Facebook has said its “fact checks” are merely “opinion assertions”.
The social media giant said this in a court filing in response to a defamation suit filed by celebrated American journalist, John Stossel.
The journalist sued Facebook after its “fact checkers” labeled climate change information that Stossel posted as “false and misleading”.
In an article explaining how Facebook defamed him, the 74-year-old wrote:
I made a video that said that California’s wildfires were mostly caused by poor government management. Facebook censored that as “misleading.” They linked to a Science Feedback post that puts the following sentence in quotation marks, as if it were something I said: “Forest fires are caused by poor management. Not by climate change.”
But I never said that!
Stossel said he asked reviewers for Science Feedback – which handled the Facebook review – how his video was misleading and two of them answered that they had not even watched the video.

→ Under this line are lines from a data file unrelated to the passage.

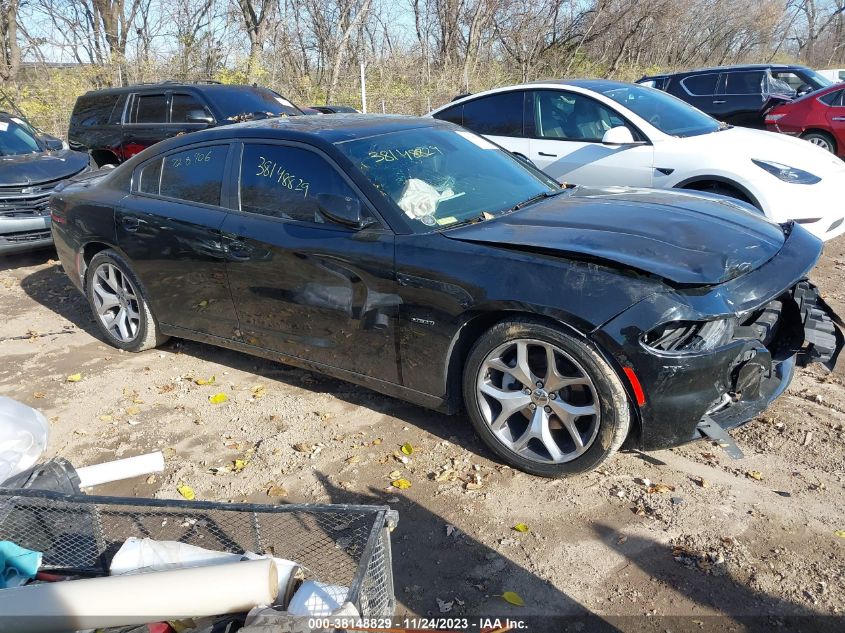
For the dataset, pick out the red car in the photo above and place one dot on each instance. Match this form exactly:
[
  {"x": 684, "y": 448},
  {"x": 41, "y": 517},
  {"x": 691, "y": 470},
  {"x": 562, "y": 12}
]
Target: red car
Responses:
[{"x": 818, "y": 117}]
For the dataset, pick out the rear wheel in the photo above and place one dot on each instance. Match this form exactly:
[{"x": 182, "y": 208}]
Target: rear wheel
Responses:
[
  {"x": 821, "y": 139},
  {"x": 544, "y": 401},
  {"x": 119, "y": 305}
]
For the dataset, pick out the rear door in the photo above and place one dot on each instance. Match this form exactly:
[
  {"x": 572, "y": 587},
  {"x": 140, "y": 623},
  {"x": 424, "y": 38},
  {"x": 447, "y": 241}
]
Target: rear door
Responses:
[
  {"x": 304, "y": 286},
  {"x": 169, "y": 226},
  {"x": 144, "y": 123},
  {"x": 742, "y": 91},
  {"x": 567, "y": 128},
  {"x": 499, "y": 117}
]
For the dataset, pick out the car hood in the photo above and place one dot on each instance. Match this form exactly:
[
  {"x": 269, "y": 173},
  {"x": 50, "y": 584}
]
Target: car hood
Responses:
[
  {"x": 32, "y": 169},
  {"x": 685, "y": 238}
]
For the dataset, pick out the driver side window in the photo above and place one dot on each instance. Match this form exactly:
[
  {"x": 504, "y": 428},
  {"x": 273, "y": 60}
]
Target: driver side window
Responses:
[{"x": 571, "y": 116}]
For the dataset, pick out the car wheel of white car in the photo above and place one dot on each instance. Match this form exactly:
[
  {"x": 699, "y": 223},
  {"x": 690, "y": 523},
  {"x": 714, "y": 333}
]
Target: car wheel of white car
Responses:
[{"x": 825, "y": 141}]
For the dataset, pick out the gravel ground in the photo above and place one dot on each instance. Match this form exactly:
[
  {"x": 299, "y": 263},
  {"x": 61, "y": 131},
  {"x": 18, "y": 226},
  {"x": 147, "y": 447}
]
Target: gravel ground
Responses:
[{"x": 683, "y": 532}]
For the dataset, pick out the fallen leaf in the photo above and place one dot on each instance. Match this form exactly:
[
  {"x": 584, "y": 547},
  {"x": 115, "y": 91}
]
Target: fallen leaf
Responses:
[{"x": 444, "y": 606}]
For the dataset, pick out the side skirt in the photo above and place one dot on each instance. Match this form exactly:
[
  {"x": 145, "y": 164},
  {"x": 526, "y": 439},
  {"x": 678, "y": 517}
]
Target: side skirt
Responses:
[{"x": 387, "y": 388}]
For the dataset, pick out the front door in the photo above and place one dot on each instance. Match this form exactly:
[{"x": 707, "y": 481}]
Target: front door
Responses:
[
  {"x": 303, "y": 285},
  {"x": 169, "y": 227},
  {"x": 566, "y": 144}
]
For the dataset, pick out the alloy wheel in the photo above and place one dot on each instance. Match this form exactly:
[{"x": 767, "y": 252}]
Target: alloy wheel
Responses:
[
  {"x": 538, "y": 401},
  {"x": 116, "y": 302},
  {"x": 821, "y": 142}
]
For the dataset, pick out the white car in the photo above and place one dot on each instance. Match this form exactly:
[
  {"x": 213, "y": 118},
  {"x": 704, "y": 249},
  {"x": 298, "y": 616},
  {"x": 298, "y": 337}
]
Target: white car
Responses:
[{"x": 598, "y": 133}]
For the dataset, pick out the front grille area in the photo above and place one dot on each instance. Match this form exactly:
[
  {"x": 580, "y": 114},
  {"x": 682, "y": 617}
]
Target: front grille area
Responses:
[
  {"x": 25, "y": 236},
  {"x": 24, "y": 206}
]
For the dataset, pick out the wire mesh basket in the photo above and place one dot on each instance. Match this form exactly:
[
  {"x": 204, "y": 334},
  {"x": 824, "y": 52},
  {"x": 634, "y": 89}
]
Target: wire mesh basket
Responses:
[{"x": 345, "y": 545}]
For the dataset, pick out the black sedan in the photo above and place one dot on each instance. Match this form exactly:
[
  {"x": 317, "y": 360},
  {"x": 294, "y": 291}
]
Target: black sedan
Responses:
[
  {"x": 420, "y": 260},
  {"x": 29, "y": 170}
]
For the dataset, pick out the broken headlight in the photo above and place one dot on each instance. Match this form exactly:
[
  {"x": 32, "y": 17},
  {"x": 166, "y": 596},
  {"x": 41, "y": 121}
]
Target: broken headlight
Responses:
[{"x": 690, "y": 337}]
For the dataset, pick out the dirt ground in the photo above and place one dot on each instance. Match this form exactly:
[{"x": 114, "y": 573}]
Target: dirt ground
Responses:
[{"x": 752, "y": 538}]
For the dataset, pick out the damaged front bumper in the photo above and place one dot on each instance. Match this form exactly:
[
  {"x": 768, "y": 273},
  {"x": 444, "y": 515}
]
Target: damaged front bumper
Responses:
[{"x": 781, "y": 323}]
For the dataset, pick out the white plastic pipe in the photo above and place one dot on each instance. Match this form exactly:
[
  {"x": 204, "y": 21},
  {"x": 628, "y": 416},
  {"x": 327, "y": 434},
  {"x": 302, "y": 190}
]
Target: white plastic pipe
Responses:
[
  {"x": 138, "y": 598},
  {"x": 120, "y": 469}
]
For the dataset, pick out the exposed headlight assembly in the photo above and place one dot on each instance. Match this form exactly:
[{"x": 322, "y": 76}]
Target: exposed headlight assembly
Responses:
[
  {"x": 786, "y": 173},
  {"x": 689, "y": 337}
]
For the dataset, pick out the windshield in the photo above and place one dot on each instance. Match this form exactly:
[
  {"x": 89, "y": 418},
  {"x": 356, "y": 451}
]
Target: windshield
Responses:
[
  {"x": 442, "y": 177},
  {"x": 243, "y": 101},
  {"x": 15, "y": 139},
  {"x": 665, "y": 112}
]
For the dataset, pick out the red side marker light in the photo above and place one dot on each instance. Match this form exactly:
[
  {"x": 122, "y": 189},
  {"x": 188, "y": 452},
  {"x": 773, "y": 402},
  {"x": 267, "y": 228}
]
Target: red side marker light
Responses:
[{"x": 635, "y": 384}]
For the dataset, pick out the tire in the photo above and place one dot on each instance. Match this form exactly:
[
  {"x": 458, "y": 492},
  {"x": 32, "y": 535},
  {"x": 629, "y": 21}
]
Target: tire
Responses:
[
  {"x": 110, "y": 278},
  {"x": 526, "y": 437},
  {"x": 821, "y": 139}
]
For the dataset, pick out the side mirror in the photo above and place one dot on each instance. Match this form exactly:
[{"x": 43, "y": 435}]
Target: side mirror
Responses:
[
  {"x": 52, "y": 143},
  {"x": 343, "y": 210},
  {"x": 619, "y": 135},
  {"x": 199, "y": 116}
]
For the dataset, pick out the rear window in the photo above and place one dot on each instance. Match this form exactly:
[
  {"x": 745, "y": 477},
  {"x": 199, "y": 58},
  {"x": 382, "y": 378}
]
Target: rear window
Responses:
[
  {"x": 745, "y": 83},
  {"x": 149, "y": 109},
  {"x": 833, "y": 98},
  {"x": 93, "y": 109},
  {"x": 249, "y": 102},
  {"x": 701, "y": 85}
]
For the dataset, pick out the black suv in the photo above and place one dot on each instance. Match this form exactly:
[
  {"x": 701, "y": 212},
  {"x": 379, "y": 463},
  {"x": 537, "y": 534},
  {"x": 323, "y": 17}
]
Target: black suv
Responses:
[
  {"x": 740, "y": 95},
  {"x": 117, "y": 123}
]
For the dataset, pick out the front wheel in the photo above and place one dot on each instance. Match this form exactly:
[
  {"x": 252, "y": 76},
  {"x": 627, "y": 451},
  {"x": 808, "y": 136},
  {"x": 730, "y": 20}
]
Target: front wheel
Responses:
[
  {"x": 820, "y": 139},
  {"x": 544, "y": 401},
  {"x": 119, "y": 305}
]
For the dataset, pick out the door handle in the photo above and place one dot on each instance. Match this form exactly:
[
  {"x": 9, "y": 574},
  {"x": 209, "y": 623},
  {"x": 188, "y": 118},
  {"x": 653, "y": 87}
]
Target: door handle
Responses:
[{"x": 131, "y": 224}]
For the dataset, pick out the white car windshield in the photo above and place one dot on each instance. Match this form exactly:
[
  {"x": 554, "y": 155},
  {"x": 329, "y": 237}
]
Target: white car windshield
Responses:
[
  {"x": 442, "y": 177},
  {"x": 668, "y": 114}
]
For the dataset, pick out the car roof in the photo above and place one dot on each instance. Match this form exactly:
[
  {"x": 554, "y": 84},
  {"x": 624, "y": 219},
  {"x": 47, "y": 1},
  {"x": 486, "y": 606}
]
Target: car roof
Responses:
[
  {"x": 175, "y": 85},
  {"x": 333, "y": 129},
  {"x": 710, "y": 69}
]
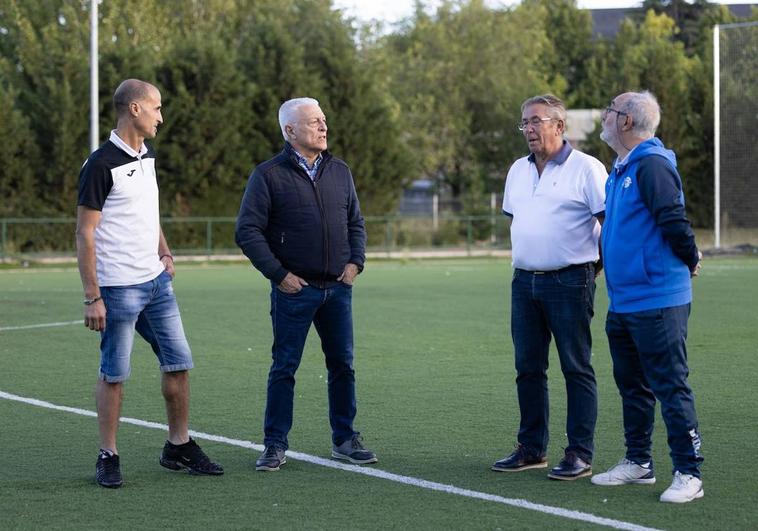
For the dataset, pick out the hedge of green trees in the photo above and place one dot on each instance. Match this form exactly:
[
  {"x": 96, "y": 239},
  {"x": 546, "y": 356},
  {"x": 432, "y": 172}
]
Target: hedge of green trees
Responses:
[{"x": 435, "y": 96}]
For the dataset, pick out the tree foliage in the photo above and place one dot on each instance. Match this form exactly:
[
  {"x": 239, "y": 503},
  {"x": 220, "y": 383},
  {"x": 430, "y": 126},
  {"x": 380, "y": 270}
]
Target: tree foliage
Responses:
[{"x": 436, "y": 97}]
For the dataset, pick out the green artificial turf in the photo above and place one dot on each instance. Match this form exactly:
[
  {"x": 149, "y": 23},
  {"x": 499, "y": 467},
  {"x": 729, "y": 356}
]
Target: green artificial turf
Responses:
[{"x": 436, "y": 401}]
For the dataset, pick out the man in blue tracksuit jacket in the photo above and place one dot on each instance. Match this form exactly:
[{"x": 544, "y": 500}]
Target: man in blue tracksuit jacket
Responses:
[
  {"x": 301, "y": 226},
  {"x": 649, "y": 254}
]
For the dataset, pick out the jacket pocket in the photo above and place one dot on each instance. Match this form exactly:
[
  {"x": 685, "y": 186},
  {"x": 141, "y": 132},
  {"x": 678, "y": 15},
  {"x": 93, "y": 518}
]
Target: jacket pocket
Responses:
[{"x": 627, "y": 266}]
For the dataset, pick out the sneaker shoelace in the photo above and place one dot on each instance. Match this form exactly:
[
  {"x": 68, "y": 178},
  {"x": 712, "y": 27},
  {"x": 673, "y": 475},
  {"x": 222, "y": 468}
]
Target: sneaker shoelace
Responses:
[
  {"x": 109, "y": 462},
  {"x": 271, "y": 451},
  {"x": 680, "y": 480},
  {"x": 195, "y": 454}
]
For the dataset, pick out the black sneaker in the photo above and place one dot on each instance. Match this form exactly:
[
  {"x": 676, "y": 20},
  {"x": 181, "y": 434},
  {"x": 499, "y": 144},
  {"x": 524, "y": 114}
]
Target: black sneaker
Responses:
[
  {"x": 571, "y": 467},
  {"x": 271, "y": 459},
  {"x": 108, "y": 470},
  {"x": 189, "y": 456},
  {"x": 521, "y": 459},
  {"x": 353, "y": 450}
]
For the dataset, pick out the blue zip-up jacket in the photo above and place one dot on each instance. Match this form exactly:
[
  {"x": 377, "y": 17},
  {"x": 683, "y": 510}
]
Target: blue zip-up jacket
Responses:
[
  {"x": 290, "y": 223},
  {"x": 648, "y": 245}
]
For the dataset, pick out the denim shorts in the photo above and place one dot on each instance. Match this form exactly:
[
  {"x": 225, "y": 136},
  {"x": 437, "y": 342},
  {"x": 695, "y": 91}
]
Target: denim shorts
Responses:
[{"x": 149, "y": 308}]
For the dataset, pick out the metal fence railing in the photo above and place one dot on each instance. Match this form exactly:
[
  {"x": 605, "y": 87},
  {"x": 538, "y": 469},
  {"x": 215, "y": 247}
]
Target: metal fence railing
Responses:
[{"x": 51, "y": 237}]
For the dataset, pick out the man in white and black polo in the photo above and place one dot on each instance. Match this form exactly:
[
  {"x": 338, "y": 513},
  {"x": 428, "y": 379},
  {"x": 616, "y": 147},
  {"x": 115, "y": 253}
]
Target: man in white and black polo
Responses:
[
  {"x": 126, "y": 268},
  {"x": 555, "y": 197}
]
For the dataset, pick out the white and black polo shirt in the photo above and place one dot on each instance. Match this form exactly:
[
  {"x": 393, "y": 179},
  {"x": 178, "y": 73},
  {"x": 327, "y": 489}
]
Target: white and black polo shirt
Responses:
[{"x": 122, "y": 184}]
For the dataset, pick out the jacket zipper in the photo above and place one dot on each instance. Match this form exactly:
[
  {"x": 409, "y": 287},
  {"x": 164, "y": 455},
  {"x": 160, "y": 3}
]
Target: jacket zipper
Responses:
[
  {"x": 325, "y": 228},
  {"x": 324, "y": 231}
]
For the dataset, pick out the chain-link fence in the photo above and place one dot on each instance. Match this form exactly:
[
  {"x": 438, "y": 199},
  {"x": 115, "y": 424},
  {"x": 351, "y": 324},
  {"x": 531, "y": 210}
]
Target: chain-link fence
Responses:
[
  {"x": 736, "y": 106},
  {"x": 29, "y": 239}
]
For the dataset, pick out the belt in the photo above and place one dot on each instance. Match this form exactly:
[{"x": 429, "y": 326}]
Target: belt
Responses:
[{"x": 588, "y": 265}]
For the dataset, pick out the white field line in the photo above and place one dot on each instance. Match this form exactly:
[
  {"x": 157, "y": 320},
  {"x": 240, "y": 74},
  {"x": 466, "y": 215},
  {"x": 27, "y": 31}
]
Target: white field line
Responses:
[
  {"x": 43, "y": 325},
  {"x": 366, "y": 471}
]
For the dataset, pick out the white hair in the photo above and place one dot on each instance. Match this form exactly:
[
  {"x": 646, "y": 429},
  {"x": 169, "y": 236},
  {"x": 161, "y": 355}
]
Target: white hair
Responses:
[
  {"x": 288, "y": 112},
  {"x": 645, "y": 113}
]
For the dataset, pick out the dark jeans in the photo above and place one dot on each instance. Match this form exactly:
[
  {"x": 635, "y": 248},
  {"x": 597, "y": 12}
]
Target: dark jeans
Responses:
[
  {"x": 558, "y": 303},
  {"x": 650, "y": 361},
  {"x": 330, "y": 310}
]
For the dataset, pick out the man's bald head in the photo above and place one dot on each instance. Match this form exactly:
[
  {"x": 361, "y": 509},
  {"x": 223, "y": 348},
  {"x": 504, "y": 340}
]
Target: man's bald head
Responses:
[{"x": 128, "y": 91}]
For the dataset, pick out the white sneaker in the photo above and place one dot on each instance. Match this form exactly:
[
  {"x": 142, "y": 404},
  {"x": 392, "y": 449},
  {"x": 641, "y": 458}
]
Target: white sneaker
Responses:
[
  {"x": 684, "y": 488},
  {"x": 626, "y": 472}
]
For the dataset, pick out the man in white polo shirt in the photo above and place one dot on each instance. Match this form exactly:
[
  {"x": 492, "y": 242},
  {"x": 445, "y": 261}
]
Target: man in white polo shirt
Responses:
[
  {"x": 555, "y": 198},
  {"x": 126, "y": 269}
]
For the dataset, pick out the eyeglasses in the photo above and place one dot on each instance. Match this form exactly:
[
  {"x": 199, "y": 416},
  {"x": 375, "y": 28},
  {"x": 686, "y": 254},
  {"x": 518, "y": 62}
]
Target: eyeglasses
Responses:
[
  {"x": 611, "y": 109},
  {"x": 534, "y": 122}
]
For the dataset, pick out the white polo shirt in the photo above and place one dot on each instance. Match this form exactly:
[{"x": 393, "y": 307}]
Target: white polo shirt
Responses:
[
  {"x": 553, "y": 214},
  {"x": 122, "y": 184}
]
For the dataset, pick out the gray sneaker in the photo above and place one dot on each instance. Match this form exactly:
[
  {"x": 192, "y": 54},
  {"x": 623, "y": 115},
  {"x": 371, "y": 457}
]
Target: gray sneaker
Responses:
[
  {"x": 353, "y": 450},
  {"x": 271, "y": 459},
  {"x": 626, "y": 472}
]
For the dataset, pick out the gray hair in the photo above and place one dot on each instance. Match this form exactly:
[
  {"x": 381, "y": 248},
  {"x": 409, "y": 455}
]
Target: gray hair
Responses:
[
  {"x": 556, "y": 107},
  {"x": 645, "y": 113},
  {"x": 288, "y": 111}
]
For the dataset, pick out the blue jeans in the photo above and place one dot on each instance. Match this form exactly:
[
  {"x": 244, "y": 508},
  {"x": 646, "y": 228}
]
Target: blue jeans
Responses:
[
  {"x": 151, "y": 309},
  {"x": 330, "y": 310},
  {"x": 650, "y": 361},
  {"x": 557, "y": 303}
]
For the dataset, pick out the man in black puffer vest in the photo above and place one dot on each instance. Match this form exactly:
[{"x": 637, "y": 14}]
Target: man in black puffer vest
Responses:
[{"x": 300, "y": 225}]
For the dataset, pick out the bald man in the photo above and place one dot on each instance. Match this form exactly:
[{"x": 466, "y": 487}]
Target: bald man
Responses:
[{"x": 126, "y": 269}]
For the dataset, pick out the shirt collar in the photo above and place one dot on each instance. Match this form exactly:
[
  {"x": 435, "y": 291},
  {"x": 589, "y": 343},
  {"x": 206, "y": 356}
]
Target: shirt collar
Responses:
[
  {"x": 304, "y": 162},
  {"x": 561, "y": 157},
  {"x": 123, "y": 146}
]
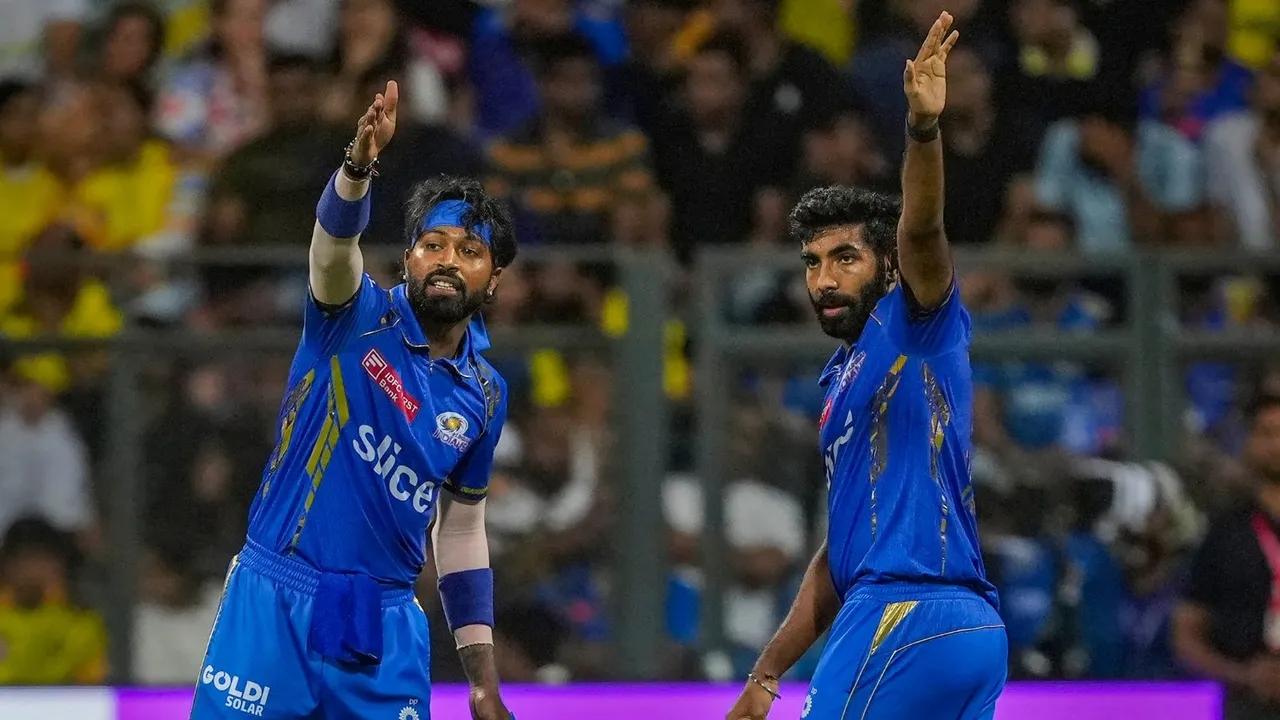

He added that he drew Facebook’s attention to the error but his concerns were ignored.
“Facebook’s refusal to acknowledge its mistake hurts me because when Facebook fact-checks something, its algorithm makes sure fewer people see that video,” he wrote.
Stossel said that he still did not sue the social media giant until a similar issue arose:
They declared a video I did about the climate “crisis” partly false. This video, “Are We Doomed,” said that climate change is real but suggested that we can adapt to it, as Holland has. That video received 24 million views on Facebook. But after that second Facebook smear, viewership stopped.
I asked a Science Feedback reviewer what was wrong with my climate-crisis video, and he admitted that he and his other fact-checkers found no incorrect facts. Instead, they simply didn’t like my tone.
At that point, Stossel said, he had had enough and approached the court for redress.
He wrote:
I want Facebook to learn that censorship — especially sloppy, malicious censorship, censorship without any meaningful appeal process — is NOT the way to go.
The world needs more freedom to discuss things, not less.
But responding to the defamation claim, Facebook said on Page 2, Line 8 in its court filing that it cannot be sued for defamation (that is, making a false and harmful assertion) because its ‘fact checks’ are mere statements of opinion rather than factual assertions.
Under the First Amendment of the US Constitution, opinions are not subject to defamation claims, while false assertions of fact can be subject to defamation.
According to the social media giant: “The labels themselves are neither false nor defamatory; to the contrary, they constitute protected opinion.”